Quand elles se sont retrouvées dans le beau train, assises sur les banquettes neuves recouvertes de feutre gris, avec le tapis bleu marine sous leurs pieds, leur cœur battait très vite, plus vite qu’il n’avait jamais battu. Alors le train s’est ébranlé, a commencé à rouler à travers la banlieue laide, puis à toute vitesse le long des talus. Pouce et Poussy s’étaient installées tout contre la vitre, et elles regardaient le paysage tant qu’elles pouvaient, au point qu’elles en oubliaient de parler, ou de rire.
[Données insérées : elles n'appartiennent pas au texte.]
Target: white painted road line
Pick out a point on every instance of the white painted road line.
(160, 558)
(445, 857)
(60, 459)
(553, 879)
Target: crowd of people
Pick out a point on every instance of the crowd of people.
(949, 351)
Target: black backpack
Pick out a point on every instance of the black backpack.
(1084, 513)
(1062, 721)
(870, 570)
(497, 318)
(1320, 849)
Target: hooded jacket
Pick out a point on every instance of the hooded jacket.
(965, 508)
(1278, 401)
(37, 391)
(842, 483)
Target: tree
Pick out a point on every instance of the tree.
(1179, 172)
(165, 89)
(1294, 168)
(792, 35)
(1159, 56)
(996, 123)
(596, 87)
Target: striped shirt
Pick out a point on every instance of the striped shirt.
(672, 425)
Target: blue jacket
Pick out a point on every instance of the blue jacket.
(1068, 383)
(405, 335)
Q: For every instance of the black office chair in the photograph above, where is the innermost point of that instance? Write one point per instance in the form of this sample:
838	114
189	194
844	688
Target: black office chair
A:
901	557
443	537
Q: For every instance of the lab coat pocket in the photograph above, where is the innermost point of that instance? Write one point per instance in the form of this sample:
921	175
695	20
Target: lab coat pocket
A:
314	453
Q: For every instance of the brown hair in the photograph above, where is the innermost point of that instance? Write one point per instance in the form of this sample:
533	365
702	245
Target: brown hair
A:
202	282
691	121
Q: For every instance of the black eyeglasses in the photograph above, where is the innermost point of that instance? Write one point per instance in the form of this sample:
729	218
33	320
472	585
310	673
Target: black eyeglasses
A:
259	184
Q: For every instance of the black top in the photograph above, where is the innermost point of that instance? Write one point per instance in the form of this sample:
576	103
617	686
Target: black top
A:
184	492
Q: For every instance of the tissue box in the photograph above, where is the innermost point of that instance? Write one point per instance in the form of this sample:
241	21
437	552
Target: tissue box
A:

C’était bien de partir, enfin, comme ça, sans savoir ce qui se passerait, sans même savoir si on reviendrait. Elles n’avaient pas pris de bagages, pour ne pas effrayer maman Janine, juste un sac de voyage avec quelques affaires, sans rien pour manger ou pour boire. Jusqu’à Monte-Carlo, le voyage était long, et elles n’avaient plus beaucoup d’argent. Mais c’est à peine si l’une d’elles ressentait, de temps à autre, une légère inquiétude. De toute façon, cela faisait partie du plaisir. Pouce regardait Poussy, de temps en temps à la dérobée, et elle se sentait aussitôt rassurée. Poussy, elle, ne quittait pas des yeux le paysage vert qui défilait à l’envers, sillonné de gouttes écrasées par le vent du train.